The expert stressed that the extension of the agreement on the reduction of oil production by OPEC + will minimize the likelihood of an oversupply in the oil market until March 2020.
“The trade war between the US and China has already reduced the prospects for global economic growth, which, in turn, will adversely affect the growth of the world oil demand in 2019 and 2020,” he said.
"The trade dispute is unlikely to be resolved in the near future, which will become a bearish factor for oil prices," Kumar added. Thus, everything will depend on factors either stabilizing oil prices or having a bearish effect on them.
Interfax Global Gas Analytics predicts that the weighted average price of Brent crude oil will be $68 per barrel in 2019.
The prices for the most popular oil grades go down slowly during the bidding on Aug. 9. Following the current week, quotes are likely to go down, the analysts say. WTI oil has lost more than five percent, and Brent oil over seven percent since Aug. 2.
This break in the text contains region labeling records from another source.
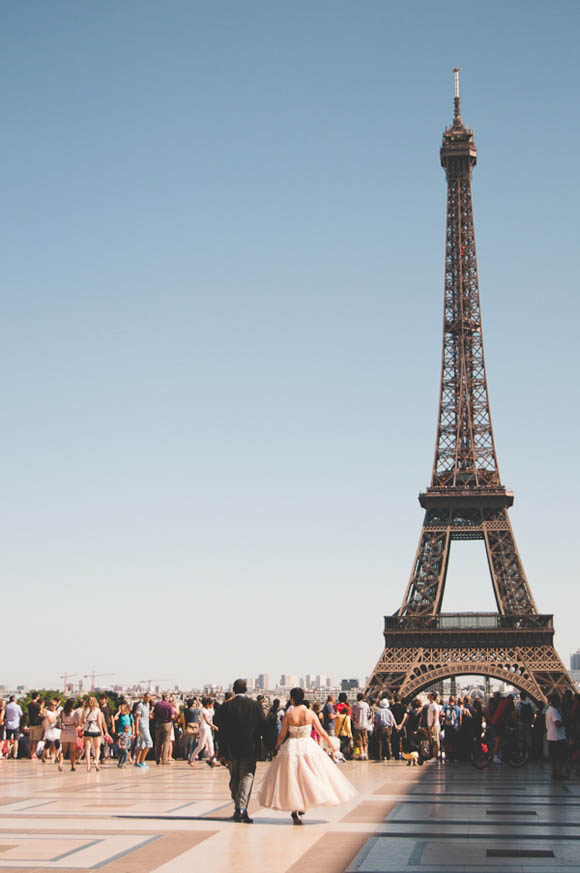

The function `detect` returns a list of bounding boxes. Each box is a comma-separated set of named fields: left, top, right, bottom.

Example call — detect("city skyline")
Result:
left=0, top=0, right=580, bottom=687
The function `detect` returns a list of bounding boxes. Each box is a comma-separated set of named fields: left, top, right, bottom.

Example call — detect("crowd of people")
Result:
left=0, top=691, right=580, bottom=779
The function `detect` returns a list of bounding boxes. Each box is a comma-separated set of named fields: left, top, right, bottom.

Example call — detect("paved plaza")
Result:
left=0, top=761, right=580, bottom=873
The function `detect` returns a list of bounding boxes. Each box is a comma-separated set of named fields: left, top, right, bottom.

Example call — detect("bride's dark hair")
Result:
left=290, top=688, right=304, bottom=706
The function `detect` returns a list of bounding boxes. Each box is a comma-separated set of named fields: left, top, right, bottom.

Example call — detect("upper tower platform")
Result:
left=440, top=67, right=477, bottom=178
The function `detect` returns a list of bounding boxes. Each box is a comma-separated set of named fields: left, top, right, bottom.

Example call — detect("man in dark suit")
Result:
left=215, top=679, right=271, bottom=824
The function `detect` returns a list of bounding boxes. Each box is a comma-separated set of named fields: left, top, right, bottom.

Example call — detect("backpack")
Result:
left=445, top=704, right=457, bottom=728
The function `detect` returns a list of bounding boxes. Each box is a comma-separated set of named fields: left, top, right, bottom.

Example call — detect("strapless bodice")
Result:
left=288, top=724, right=312, bottom=739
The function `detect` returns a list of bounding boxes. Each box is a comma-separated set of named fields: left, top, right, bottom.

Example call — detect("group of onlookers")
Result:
left=0, top=691, right=580, bottom=778
left=0, top=692, right=181, bottom=771
left=304, top=691, right=580, bottom=778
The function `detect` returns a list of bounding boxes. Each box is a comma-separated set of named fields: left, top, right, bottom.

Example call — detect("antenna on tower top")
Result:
left=453, top=67, right=462, bottom=124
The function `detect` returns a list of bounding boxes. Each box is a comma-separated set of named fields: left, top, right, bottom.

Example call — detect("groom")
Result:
left=214, top=679, right=271, bottom=824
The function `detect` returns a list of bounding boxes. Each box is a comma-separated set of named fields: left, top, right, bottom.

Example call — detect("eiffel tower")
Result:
left=366, top=69, right=575, bottom=701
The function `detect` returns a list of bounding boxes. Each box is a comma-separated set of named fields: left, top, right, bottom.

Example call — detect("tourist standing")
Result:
left=40, top=698, right=62, bottom=769
left=135, top=691, right=153, bottom=770
left=4, top=694, right=24, bottom=760
left=28, top=691, right=44, bottom=758
left=425, top=691, right=441, bottom=760
left=189, top=697, right=219, bottom=767
left=336, top=704, right=352, bottom=759
left=545, top=694, right=566, bottom=779
left=352, top=693, right=373, bottom=761
left=154, top=691, right=173, bottom=764
left=81, top=696, right=107, bottom=773
left=183, top=697, right=200, bottom=761
left=219, top=679, right=272, bottom=824
left=322, top=694, right=336, bottom=737
left=375, top=697, right=395, bottom=761
left=391, top=693, right=407, bottom=760
left=56, top=697, right=81, bottom=771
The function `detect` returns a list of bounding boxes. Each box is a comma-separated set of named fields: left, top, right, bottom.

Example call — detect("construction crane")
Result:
left=58, top=673, right=79, bottom=691
left=83, top=670, right=115, bottom=691
left=137, top=679, right=169, bottom=691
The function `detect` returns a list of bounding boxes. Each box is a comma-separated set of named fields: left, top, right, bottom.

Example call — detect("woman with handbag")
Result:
left=334, top=709, right=352, bottom=759
left=56, top=697, right=81, bottom=771
left=81, top=696, right=108, bottom=773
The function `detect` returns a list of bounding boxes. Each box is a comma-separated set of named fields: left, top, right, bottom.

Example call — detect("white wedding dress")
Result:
left=258, top=724, right=357, bottom=812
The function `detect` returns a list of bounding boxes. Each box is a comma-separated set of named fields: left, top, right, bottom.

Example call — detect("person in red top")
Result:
left=334, top=691, right=352, bottom=716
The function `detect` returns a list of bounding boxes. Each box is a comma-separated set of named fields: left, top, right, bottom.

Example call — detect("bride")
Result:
left=258, top=688, right=357, bottom=825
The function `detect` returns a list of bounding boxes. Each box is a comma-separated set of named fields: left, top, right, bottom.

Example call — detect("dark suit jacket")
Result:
left=214, top=694, right=270, bottom=761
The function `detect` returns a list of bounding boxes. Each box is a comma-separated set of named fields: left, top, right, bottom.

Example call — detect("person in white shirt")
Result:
left=352, top=694, right=373, bottom=761
left=544, top=694, right=566, bottom=779
left=427, top=691, right=441, bottom=758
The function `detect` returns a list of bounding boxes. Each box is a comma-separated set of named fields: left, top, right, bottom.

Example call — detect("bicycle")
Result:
left=469, top=725, right=528, bottom=770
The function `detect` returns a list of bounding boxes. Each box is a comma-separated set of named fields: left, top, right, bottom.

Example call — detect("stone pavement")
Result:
left=0, top=760, right=580, bottom=873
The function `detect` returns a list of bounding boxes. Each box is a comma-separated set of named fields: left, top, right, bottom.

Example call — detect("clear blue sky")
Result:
left=0, top=0, right=580, bottom=685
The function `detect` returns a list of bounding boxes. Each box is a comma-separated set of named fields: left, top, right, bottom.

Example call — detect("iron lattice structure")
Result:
left=366, top=70, right=574, bottom=700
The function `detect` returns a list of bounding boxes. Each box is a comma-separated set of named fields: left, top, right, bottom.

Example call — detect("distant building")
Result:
left=340, top=679, right=359, bottom=691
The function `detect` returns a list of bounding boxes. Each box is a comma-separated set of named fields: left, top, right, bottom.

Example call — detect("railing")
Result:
left=385, top=612, right=554, bottom=631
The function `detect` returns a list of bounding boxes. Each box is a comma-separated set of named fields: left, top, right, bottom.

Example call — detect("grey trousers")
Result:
left=228, top=758, right=256, bottom=809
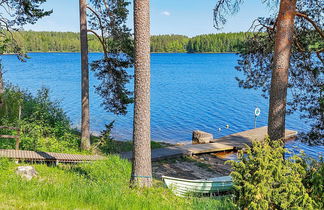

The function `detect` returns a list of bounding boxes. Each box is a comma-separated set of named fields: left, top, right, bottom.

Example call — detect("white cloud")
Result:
left=161, top=11, right=171, bottom=16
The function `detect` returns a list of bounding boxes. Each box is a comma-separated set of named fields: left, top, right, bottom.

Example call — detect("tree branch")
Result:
left=296, top=12, right=324, bottom=38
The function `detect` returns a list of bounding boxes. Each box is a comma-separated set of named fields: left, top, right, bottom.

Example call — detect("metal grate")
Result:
left=0, top=149, right=104, bottom=162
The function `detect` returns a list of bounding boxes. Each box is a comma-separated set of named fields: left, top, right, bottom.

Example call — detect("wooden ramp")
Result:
left=0, top=149, right=104, bottom=163
left=120, top=126, right=297, bottom=161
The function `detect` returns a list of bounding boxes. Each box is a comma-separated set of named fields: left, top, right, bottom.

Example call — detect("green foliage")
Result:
left=229, top=139, right=315, bottom=209
left=187, top=32, right=251, bottom=53
left=0, top=158, right=11, bottom=171
left=91, top=121, right=167, bottom=154
left=0, top=86, right=80, bottom=153
left=6, top=31, right=102, bottom=53
left=151, top=35, right=189, bottom=53
left=4, top=31, right=251, bottom=53
left=0, top=155, right=234, bottom=209
left=303, top=157, right=324, bottom=209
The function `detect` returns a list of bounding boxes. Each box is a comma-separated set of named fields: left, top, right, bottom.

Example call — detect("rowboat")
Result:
left=162, top=176, right=233, bottom=196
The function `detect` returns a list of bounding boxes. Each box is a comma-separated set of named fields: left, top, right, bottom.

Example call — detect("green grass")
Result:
left=0, top=155, right=234, bottom=209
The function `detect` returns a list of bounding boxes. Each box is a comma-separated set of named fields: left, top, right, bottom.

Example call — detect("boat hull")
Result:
left=162, top=176, right=233, bottom=196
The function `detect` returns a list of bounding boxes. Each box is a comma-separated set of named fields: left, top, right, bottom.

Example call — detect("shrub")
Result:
left=0, top=85, right=80, bottom=153
left=229, top=139, right=315, bottom=209
left=303, top=156, right=324, bottom=209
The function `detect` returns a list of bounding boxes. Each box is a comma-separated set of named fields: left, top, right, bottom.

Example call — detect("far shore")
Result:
left=2, top=51, right=239, bottom=55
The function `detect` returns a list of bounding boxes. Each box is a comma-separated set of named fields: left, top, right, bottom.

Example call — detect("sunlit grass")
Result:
left=0, top=155, right=234, bottom=209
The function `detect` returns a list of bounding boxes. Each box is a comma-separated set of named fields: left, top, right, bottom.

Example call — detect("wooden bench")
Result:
left=0, top=126, right=20, bottom=150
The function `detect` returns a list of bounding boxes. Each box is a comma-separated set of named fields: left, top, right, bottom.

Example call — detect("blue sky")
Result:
left=25, top=0, right=271, bottom=36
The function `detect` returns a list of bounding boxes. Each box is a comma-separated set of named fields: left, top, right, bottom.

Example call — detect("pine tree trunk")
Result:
left=131, top=0, right=152, bottom=187
left=80, top=0, right=90, bottom=150
left=268, top=0, right=296, bottom=140
left=0, top=67, right=4, bottom=108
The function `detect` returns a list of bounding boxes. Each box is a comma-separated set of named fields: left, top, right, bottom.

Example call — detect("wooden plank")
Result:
left=0, top=149, right=104, bottom=162
left=121, top=126, right=297, bottom=161
left=181, top=143, right=234, bottom=154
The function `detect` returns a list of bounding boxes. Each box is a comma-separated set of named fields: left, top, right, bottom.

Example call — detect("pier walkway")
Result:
left=121, top=126, right=297, bottom=161
left=0, top=127, right=297, bottom=163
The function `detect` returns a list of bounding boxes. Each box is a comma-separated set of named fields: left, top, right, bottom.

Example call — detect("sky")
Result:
left=24, top=0, right=272, bottom=37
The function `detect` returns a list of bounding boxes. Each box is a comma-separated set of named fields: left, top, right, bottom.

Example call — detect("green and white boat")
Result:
left=162, top=176, right=233, bottom=196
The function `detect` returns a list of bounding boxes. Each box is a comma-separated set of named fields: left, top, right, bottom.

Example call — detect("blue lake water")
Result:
left=2, top=53, right=324, bottom=158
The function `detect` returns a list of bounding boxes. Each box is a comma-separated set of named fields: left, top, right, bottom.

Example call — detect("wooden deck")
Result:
left=0, top=127, right=297, bottom=163
left=121, top=126, right=297, bottom=161
left=0, top=149, right=104, bottom=163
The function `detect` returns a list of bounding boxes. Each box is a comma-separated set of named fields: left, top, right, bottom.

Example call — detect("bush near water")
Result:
left=228, top=138, right=324, bottom=209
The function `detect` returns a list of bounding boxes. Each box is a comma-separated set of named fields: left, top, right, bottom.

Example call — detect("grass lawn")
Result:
left=0, top=155, right=234, bottom=210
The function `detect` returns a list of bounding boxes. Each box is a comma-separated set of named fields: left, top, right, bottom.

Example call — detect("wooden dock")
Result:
left=0, top=127, right=297, bottom=163
left=121, top=126, right=297, bottom=161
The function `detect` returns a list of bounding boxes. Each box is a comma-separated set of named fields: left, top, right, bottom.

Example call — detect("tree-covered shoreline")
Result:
left=5, top=31, right=250, bottom=54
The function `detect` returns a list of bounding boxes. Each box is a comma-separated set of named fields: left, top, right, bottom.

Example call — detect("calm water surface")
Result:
left=2, top=53, right=324, bottom=156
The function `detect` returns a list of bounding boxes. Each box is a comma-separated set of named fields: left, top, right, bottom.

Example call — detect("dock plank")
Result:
left=120, top=126, right=297, bottom=161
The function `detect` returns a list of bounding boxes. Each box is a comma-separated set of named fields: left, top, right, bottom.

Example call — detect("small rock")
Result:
left=192, top=130, right=213, bottom=144
left=16, top=166, right=37, bottom=181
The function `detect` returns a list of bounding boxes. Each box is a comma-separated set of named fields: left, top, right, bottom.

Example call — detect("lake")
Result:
left=2, top=53, right=324, bottom=156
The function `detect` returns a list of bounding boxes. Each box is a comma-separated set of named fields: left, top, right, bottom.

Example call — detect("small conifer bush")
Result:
left=229, top=138, right=317, bottom=209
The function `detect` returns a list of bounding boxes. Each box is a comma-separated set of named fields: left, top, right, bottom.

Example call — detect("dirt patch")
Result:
left=153, top=154, right=231, bottom=179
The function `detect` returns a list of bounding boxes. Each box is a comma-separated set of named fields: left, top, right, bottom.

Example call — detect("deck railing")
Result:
left=0, top=126, right=20, bottom=150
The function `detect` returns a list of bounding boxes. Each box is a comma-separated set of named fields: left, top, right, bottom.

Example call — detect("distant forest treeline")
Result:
left=8, top=31, right=249, bottom=53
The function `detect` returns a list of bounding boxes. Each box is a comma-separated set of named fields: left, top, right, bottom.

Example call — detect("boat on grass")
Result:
left=162, top=176, right=233, bottom=196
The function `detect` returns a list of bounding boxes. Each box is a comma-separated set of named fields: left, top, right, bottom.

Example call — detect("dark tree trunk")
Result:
left=131, top=0, right=152, bottom=187
left=80, top=0, right=90, bottom=150
left=0, top=67, right=4, bottom=108
left=268, top=0, right=296, bottom=140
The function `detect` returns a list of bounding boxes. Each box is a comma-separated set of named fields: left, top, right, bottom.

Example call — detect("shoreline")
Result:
left=1, top=51, right=239, bottom=55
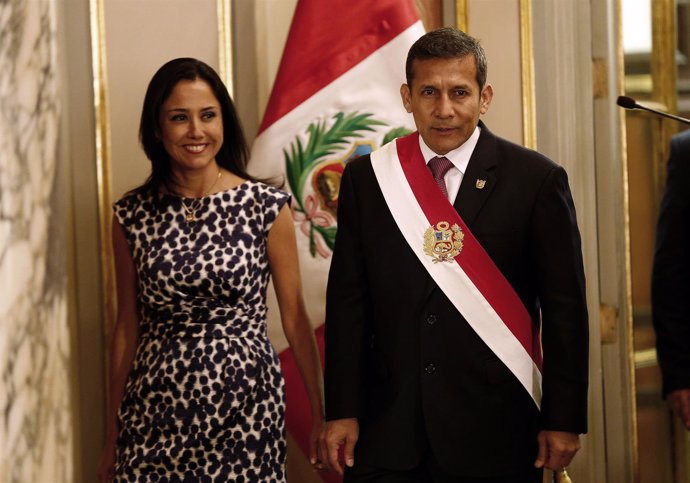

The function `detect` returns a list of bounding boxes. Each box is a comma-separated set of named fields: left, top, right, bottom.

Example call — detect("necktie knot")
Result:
left=429, top=156, right=453, bottom=181
left=429, top=156, right=453, bottom=198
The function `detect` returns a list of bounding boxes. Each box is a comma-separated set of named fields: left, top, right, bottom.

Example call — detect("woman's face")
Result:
left=158, top=78, right=223, bottom=176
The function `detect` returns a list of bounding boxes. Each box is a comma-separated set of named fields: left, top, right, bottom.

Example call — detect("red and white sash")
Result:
left=371, top=133, right=542, bottom=407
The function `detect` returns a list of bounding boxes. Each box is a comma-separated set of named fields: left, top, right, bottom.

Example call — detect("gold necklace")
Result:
left=182, top=168, right=222, bottom=223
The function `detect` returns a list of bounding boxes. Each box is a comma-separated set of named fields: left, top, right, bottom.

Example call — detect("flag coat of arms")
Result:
left=249, top=0, right=424, bottom=478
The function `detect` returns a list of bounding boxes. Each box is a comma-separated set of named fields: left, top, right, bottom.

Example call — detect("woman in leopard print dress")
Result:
left=99, top=59, right=323, bottom=482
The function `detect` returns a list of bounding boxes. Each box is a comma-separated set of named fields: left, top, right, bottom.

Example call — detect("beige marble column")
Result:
left=0, top=0, right=73, bottom=482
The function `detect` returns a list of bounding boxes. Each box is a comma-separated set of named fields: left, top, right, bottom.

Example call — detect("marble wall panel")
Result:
left=0, top=0, right=73, bottom=483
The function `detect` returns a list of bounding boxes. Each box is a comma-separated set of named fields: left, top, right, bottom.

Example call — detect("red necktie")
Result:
left=428, top=156, right=453, bottom=199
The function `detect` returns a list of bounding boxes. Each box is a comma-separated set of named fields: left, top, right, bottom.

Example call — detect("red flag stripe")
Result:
left=279, top=324, right=342, bottom=483
left=396, top=133, right=542, bottom=370
left=259, top=0, right=419, bottom=134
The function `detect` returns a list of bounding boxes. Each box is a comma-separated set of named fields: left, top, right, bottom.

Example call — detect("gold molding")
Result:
left=651, top=0, right=678, bottom=209
left=89, top=0, right=116, bottom=375
left=615, top=0, right=640, bottom=483
left=455, top=0, right=469, bottom=32
left=216, top=0, right=235, bottom=100
left=520, top=0, right=537, bottom=149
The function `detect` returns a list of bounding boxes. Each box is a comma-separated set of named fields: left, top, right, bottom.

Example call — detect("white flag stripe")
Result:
left=249, top=21, right=424, bottom=352
left=371, top=142, right=541, bottom=407
left=250, top=21, right=424, bottom=177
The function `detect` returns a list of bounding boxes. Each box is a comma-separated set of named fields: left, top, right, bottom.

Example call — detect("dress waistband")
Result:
left=140, top=321, right=268, bottom=339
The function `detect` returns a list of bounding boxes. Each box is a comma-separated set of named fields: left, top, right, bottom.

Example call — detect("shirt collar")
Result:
left=419, top=126, right=481, bottom=174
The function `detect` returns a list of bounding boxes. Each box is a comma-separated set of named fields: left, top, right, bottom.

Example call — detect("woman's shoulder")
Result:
left=113, top=190, right=156, bottom=219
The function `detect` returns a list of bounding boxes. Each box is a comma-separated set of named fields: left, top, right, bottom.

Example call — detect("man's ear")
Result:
left=400, top=84, right=412, bottom=112
left=479, top=84, right=494, bottom=114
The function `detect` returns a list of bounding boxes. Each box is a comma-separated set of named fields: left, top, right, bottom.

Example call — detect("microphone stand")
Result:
left=616, top=96, right=690, bottom=124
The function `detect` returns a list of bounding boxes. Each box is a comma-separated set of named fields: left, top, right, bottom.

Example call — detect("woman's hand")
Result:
left=98, top=441, right=115, bottom=483
left=309, top=415, right=327, bottom=471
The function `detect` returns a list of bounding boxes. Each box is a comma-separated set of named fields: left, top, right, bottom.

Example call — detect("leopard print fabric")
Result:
left=114, top=181, right=289, bottom=483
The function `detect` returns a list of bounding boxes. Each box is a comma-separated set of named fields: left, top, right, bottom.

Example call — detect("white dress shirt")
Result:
left=419, top=126, right=481, bottom=203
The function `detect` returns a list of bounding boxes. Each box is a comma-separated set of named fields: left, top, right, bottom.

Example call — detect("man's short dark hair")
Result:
left=405, top=27, right=487, bottom=91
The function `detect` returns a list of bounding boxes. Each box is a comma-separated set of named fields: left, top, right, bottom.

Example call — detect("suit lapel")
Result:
left=453, top=121, right=498, bottom=228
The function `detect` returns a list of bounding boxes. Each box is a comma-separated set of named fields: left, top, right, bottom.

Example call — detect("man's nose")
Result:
left=435, top=94, right=453, bottom=117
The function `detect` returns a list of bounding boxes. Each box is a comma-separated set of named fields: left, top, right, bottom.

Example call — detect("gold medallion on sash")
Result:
left=424, top=221, right=465, bottom=263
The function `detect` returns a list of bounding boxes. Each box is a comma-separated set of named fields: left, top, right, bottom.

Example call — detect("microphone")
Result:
left=616, top=96, right=690, bottom=124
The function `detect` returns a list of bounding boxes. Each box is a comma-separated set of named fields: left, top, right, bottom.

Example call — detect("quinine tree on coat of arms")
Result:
left=283, top=111, right=412, bottom=258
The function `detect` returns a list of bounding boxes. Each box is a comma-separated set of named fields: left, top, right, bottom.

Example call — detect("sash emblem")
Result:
left=424, top=221, right=465, bottom=263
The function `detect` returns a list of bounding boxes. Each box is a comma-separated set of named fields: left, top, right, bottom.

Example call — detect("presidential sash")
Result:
left=371, top=133, right=542, bottom=407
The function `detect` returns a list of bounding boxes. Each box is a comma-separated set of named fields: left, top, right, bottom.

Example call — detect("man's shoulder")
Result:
left=475, top=129, right=560, bottom=172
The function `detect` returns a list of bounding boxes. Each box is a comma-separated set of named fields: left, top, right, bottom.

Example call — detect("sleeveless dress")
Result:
left=114, top=181, right=290, bottom=483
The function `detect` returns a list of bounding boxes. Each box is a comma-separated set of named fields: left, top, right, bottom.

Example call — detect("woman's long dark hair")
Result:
left=132, top=57, right=254, bottom=193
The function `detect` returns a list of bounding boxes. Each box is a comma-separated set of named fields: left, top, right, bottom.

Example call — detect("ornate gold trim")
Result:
left=651, top=0, right=678, bottom=209
left=455, top=0, right=469, bottom=32
left=520, top=0, right=537, bottom=149
left=216, top=0, right=235, bottom=100
left=615, top=0, right=640, bottom=482
left=89, top=0, right=116, bottom=374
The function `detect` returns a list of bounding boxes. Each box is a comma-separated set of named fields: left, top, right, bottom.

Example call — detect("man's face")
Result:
left=400, top=55, right=493, bottom=155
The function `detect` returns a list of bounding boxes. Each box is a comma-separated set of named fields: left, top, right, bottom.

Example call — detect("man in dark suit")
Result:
left=652, top=131, right=690, bottom=429
left=320, top=28, right=588, bottom=483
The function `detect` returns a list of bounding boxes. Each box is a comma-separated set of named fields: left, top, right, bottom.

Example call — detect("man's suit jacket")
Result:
left=652, top=131, right=690, bottom=397
left=325, top=124, right=588, bottom=476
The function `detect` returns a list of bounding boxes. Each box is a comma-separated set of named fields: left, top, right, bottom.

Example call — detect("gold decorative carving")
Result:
left=216, top=0, right=235, bottom=100
left=592, top=58, right=609, bottom=99
left=520, top=0, right=537, bottom=149
left=89, top=0, right=116, bottom=376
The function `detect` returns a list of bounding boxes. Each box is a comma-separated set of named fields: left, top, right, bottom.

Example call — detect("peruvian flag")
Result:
left=249, top=0, right=424, bottom=481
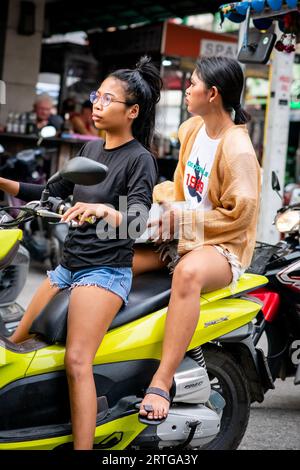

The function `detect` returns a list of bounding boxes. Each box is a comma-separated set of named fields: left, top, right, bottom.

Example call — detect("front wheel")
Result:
left=201, top=347, right=251, bottom=450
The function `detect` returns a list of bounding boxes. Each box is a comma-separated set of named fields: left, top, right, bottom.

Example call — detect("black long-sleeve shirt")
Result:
left=18, top=139, right=157, bottom=271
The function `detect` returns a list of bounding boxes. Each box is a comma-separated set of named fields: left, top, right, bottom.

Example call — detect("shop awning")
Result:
left=45, top=0, right=224, bottom=35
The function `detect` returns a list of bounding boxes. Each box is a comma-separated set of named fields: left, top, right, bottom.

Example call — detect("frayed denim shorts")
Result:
left=47, top=264, right=132, bottom=305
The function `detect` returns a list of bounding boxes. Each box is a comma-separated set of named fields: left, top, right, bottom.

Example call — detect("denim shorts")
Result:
left=47, top=264, right=132, bottom=305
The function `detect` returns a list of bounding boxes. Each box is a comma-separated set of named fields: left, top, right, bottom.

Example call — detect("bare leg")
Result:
left=65, top=286, right=123, bottom=450
left=9, top=278, right=59, bottom=343
left=132, top=245, right=169, bottom=276
left=140, top=246, right=232, bottom=419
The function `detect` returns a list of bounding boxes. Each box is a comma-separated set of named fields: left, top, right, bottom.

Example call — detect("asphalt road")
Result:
left=18, top=265, right=300, bottom=450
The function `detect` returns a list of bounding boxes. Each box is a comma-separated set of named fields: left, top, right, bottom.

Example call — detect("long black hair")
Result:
left=109, top=56, right=162, bottom=150
left=196, top=57, right=251, bottom=124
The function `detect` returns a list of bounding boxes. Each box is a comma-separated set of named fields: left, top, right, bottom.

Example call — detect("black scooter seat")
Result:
left=30, top=270, right=172, bottom=344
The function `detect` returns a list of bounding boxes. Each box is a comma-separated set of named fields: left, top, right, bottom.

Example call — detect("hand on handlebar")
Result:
left=61, top=202, right=107, bottom=225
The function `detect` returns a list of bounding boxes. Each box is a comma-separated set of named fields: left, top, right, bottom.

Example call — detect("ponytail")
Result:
left=109, top=56, right=162, bottom=150
left=196, top=57, right=251, bottom=124
left=233, top=103, right=251, bottom=124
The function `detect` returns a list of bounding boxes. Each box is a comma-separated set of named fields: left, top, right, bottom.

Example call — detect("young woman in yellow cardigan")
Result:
left=133, top=57, right=260, bottom=419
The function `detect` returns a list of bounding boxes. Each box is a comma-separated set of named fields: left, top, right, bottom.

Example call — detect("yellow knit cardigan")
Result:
left=153, top=117, right=261, bottom=268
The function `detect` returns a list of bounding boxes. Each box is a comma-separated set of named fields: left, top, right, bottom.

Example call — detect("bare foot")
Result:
left=140, top=380, right=171, bottom=420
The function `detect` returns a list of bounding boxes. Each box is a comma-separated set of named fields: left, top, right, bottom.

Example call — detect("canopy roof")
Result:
left=220, top=0, right=300, bottom=23
left=46, top=0, right=224, bottom=35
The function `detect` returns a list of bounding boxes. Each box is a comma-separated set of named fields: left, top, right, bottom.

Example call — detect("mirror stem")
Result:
left=40, top=186, right=50, bottom=207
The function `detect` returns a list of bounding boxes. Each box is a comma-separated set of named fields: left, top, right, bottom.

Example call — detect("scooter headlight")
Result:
left=275, top=210, right=300, bottom=233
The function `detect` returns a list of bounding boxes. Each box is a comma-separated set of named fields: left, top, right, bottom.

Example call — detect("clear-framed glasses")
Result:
left=90, top=91, right=130, bottom=108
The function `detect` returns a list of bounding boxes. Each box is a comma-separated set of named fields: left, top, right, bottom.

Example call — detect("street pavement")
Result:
left=18, top=264, right=300, bottom=450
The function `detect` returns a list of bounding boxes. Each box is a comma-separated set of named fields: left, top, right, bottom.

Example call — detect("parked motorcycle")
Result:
left=0, top=211, right=29, bottom=336
left=0, top=157, right=273, bottom=450
left=248, top=172, right=300, bottom=385
left=0, top=126, right=68, bottom=269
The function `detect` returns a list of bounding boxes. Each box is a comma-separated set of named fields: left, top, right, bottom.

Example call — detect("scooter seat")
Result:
left=0, top=229, right=23, bottom=270
left=30, top=270, right=172, bottom=344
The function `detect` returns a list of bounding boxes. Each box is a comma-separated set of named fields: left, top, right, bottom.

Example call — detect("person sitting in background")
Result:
left=70, top=101, right=99, bottom=136
left=33, top=94, right=63, bottom=132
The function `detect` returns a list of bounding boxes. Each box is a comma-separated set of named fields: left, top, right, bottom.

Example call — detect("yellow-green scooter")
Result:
left=0, top=157, right=273, bottom=451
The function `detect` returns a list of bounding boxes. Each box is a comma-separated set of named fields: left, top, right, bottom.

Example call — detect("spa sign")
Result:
left=200, top=39, right=237, bottom=59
Brent crude October futures decreased in price to $57.27 per barrel on the London-based ICE Futures in the morning. Azerbaijan’s Azeri Light also fell in price and was traded at $59 per barrel.
A decision was made on July 2 to extend the agreement to reduce oil production by the OPEC countries and non-OPEC countries until the end of the first quarter of 2020.
At the end of 2018, OPEC and a number of non-OPEC countries (OPEC +) decided to modernize the terms of the agreement on the reduction of oil production which is valid since the beginning of 2017. The countries agreed to reduce oil production by 1.2 million barrels per day of the level of October 2018.